Texas Tech University

S. Arunachalam

S. Arunachalam

Assistant Professor

Marketing and Supply Chain Management

Room Number: W350

806.834.4387

Research Expertise

  • Marketing & Sales Strategy
  • Marketing - Finance Interface
  • Latent Variable & Multilevel Modeling

Education

  • BE CSE , PSG Tech, Coimbatore, India
  • PGPM, Great Lakes, Chennai, India
  • PhD, Iowa State University, Ames , IA, USA

About

Arun is an assistant professor of marketing at the Rawls College of Business at Texas Tech. Before joining Rawls College in 2022, Arun was an assistant professor at the Indian School of Business (ISB), India, and was the academic director of ISB's Centre for Business Innovation. 

Arun is an awarding-winning researcher and teacher. He recently won the prestigious 2020 Sheth Foundation Best Paper award for his research on new product introductions for low-income consumers in emerging markets. At ISB, he was a three-time winner of the Professor of the Year award for 2019, 2020, and 2021.  

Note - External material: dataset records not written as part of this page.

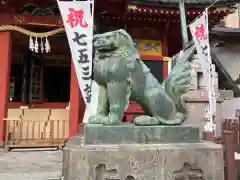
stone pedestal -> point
(140, 161)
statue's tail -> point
(178, 81)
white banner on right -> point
(200, 33)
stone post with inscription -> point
(159, 145)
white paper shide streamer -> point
(200, 33)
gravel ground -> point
(30, 164)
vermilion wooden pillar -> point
(75, 104)
(5, 68)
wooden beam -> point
(29, 20)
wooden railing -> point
(32, 133)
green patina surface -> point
(203, 2)
(130, 134)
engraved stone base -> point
(185, 161)
(131, 134)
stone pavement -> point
(30, 165)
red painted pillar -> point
(5, 68)
(76, 105)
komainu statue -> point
(122, 77)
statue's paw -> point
(146, 121)
(111, 120)
(95, 119)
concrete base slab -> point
(132, 134)
(185, 161)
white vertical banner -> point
(200, 33)
(77, 18)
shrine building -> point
(39, 86)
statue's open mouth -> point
(105, 47)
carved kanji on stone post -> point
(188, 173)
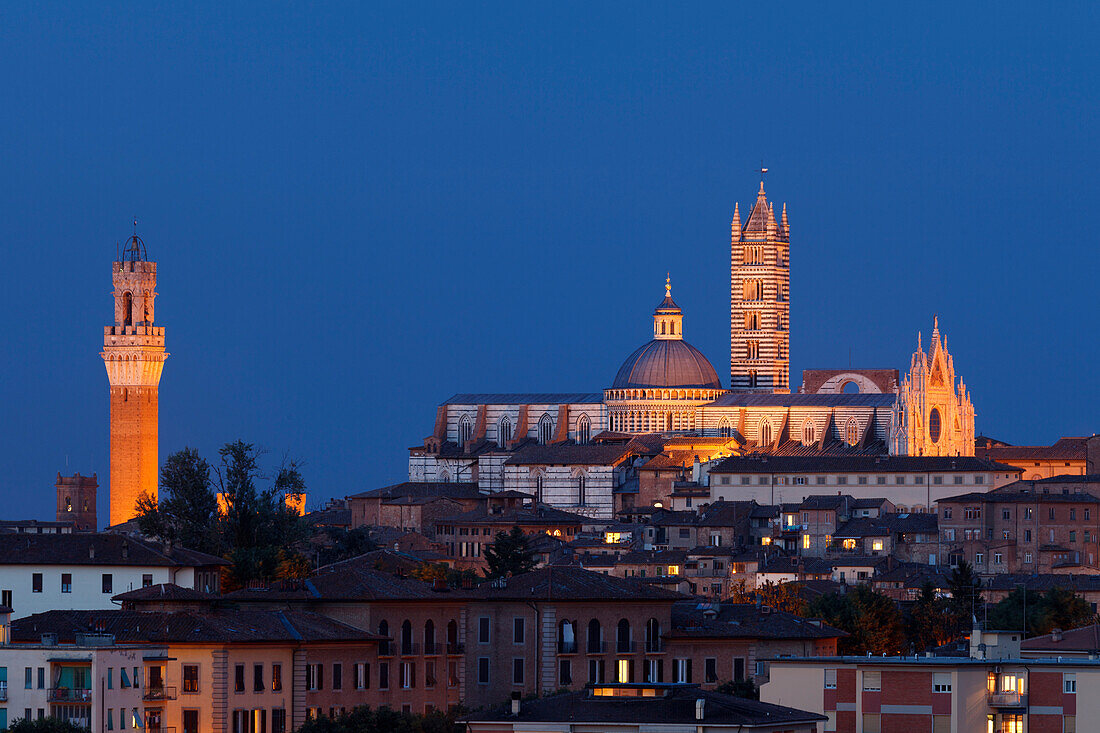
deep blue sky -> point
(359, 210)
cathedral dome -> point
(667, 361)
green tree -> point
(925, 622)
(45, 725)
(186, 511)
(745, 688)
(871, 620)
(509, 554)
(965, 601)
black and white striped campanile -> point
(759, 299)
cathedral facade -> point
(557, 445)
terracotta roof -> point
(675, 707)
(189, 626)
(542, 514)
(96, 548)
(525, 398)
(569, 583)
(569, 453)
(165, 592)
(433, 489)
(761, 463)
(1085, 639)
(702, 620)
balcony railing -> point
(1008, 700)
(66, 695)
(152, 693)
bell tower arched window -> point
(546, 429)
(583, 429)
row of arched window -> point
(407, 643)
(594, 637)
(505, 429)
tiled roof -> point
(760, 463)
(188, 626)
(744, 400)
(96, 548)
(165, 592)
(569, 583)
(677, 707)
(1085, 638)
(1064, 449)
(744, 621)
(542, 514)
(569, 453)
(525, 398)
(421, 489)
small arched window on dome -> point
(465, 429)
(851, 431)
(583, 429)
(546, 428)
(807, 433)
(766, 433)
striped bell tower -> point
(759, 299)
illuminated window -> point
(807, 433)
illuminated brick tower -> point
(133, 351)
(759, 306)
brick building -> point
(944, 695)
(1027, 526)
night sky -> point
(360, 209)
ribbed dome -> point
(667, 363)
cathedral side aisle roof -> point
(751, 400)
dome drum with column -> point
(659, 385)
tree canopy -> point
(231, 510)
(510, 553)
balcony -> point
(66, 695)
(1008, 699)
(157, 693)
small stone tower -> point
(133, 352)
(759, 299)
(76, 501)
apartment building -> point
(1027, 526)
(942, 695)
(85, 570)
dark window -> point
(517, 631)
(190, 678)
(517, 671)
(483, 670)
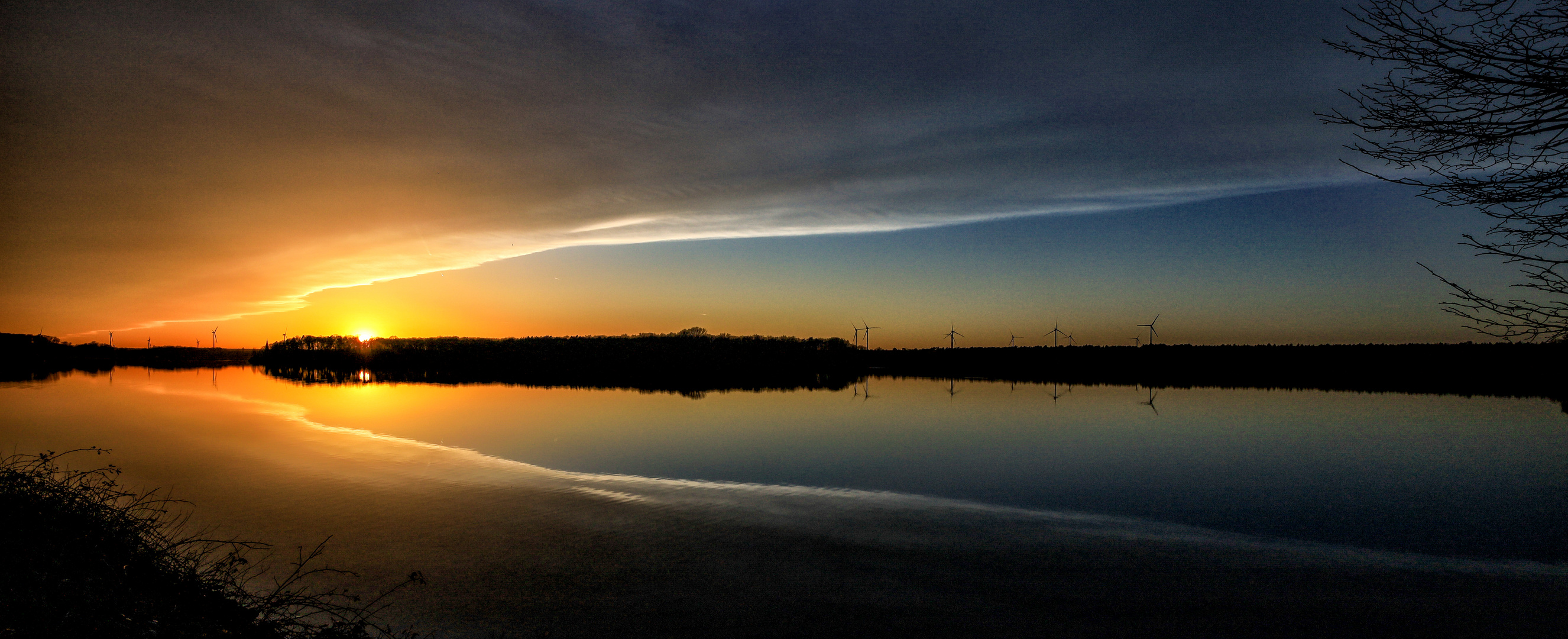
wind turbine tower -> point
(1153, 333)
(1054, 333)
(867, 328)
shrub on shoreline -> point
(85, 556)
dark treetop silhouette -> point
(1478, 104)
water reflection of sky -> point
(1457, 476)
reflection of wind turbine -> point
(1153, 393)
(867, 328)
(1052, 335)
(1153, 333)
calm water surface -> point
(1443, 475)
(515, 496)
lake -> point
(908, 506)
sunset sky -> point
(750, 167)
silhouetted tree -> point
(1478, 101)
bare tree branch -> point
(1476, 102)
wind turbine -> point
(867, 328)
(1153, 333)
(1052, 335)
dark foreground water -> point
(922, 508)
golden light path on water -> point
(499, 536)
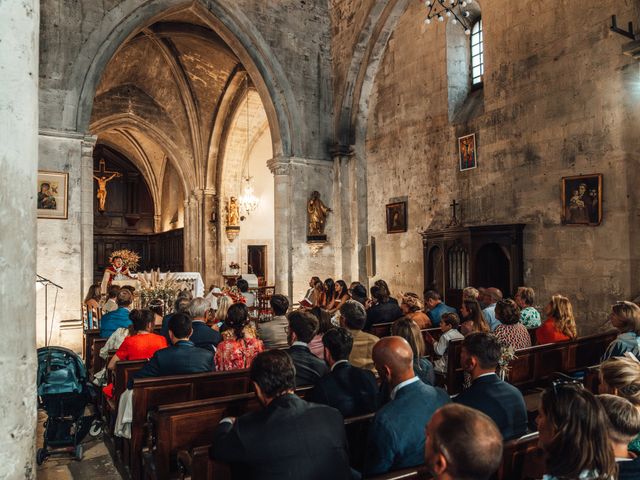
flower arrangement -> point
(234, 294)
(153, 287)
(507, 355)
(130, 259)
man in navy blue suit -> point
(203, 336)
(350, 389)
(397, 434)
(502, 402)
(181, 358)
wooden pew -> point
(187, 425)
(149, 393)
(89, 336)
(522, 459)
(194, 462)
(533, 366)
(97, 362)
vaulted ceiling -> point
(167, 95)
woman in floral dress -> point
(240, 345)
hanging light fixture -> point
(248, 201)
(456, 10)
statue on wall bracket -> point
(233, 219)
(317, 214)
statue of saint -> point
(317, 214)
(233, 213)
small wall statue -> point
(233, 219)
(317, 212)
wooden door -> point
(257, 260)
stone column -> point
(86, 211)
(188, 225)
(18, 170)
(280, 168)
(295, 259)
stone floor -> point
(96, 463)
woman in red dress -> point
(560, 325)
(143, 343)
(237, 350)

As the director of ISB's Centre for Business Innovation, Arun, in partnership with Intel India, had secured grants worth $ 275,000 for setting up a virtual centre named Emerging Technology Centre (ETC). ETC aims to address governance challenges that can be solved by emerging technologies such as artificial intelligence, internet of things, drone-based solutions, machine learning-based offerings and more.  

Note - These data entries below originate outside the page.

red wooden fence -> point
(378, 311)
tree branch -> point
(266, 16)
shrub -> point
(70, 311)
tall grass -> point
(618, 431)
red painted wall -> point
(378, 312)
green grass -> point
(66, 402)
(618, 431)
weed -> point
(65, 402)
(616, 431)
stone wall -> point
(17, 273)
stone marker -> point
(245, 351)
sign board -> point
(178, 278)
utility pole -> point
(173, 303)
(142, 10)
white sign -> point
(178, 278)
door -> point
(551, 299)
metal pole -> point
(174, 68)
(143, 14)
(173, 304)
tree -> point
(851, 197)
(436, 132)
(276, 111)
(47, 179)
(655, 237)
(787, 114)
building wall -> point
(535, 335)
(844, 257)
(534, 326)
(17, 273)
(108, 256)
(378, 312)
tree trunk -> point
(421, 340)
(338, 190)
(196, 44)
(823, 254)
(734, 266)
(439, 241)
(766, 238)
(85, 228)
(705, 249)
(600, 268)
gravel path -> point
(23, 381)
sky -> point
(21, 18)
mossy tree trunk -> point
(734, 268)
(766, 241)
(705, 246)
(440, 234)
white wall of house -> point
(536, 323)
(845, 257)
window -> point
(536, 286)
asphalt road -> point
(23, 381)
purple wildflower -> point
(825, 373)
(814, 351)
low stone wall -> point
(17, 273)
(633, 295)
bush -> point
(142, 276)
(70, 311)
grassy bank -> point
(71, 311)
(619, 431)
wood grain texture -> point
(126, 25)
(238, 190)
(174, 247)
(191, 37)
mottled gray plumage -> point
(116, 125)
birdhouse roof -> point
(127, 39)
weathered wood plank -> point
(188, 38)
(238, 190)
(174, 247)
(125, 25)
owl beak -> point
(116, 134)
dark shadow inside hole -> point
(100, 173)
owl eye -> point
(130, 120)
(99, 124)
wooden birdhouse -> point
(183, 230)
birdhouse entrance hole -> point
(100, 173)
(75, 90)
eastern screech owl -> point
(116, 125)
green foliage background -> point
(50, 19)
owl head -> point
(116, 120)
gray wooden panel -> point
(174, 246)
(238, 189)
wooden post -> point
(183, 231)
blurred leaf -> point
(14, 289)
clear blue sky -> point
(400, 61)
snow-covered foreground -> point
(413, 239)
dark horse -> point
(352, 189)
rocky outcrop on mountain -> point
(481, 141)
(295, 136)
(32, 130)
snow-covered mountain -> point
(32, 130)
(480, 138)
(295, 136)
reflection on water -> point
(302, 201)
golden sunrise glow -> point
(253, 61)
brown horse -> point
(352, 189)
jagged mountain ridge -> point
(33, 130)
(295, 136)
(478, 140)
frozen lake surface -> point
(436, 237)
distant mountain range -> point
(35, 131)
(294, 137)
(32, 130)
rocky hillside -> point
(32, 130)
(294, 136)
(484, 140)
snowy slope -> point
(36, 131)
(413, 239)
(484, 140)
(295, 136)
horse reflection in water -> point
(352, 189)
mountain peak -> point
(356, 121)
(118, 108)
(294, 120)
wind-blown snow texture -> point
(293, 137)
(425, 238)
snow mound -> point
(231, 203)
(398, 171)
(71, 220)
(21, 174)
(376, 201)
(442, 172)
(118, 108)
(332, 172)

Before his PhD, Arun worked in the industry in different capacities as chief operating officer, executive assistant to the MD, and software engineer.

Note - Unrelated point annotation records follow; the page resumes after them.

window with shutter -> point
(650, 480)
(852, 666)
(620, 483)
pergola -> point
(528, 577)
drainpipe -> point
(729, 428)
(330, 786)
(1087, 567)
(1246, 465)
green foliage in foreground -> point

His research is either published or forthcoming in the Journal of International Business Studies, Journal of the Academy of Marketing Science, International Journal of Research in Marketing and Production and Operations management. Arun's research broadly focuses on a firm's marketing and sales strategies and their impact on firm-level outcomes. Another focus area includes the interface between the firm's marketing capabilities and innovation outcomes. He uses various quantitative techniques, including Bayesian structural equation modeling, causal inference and econometric modeling.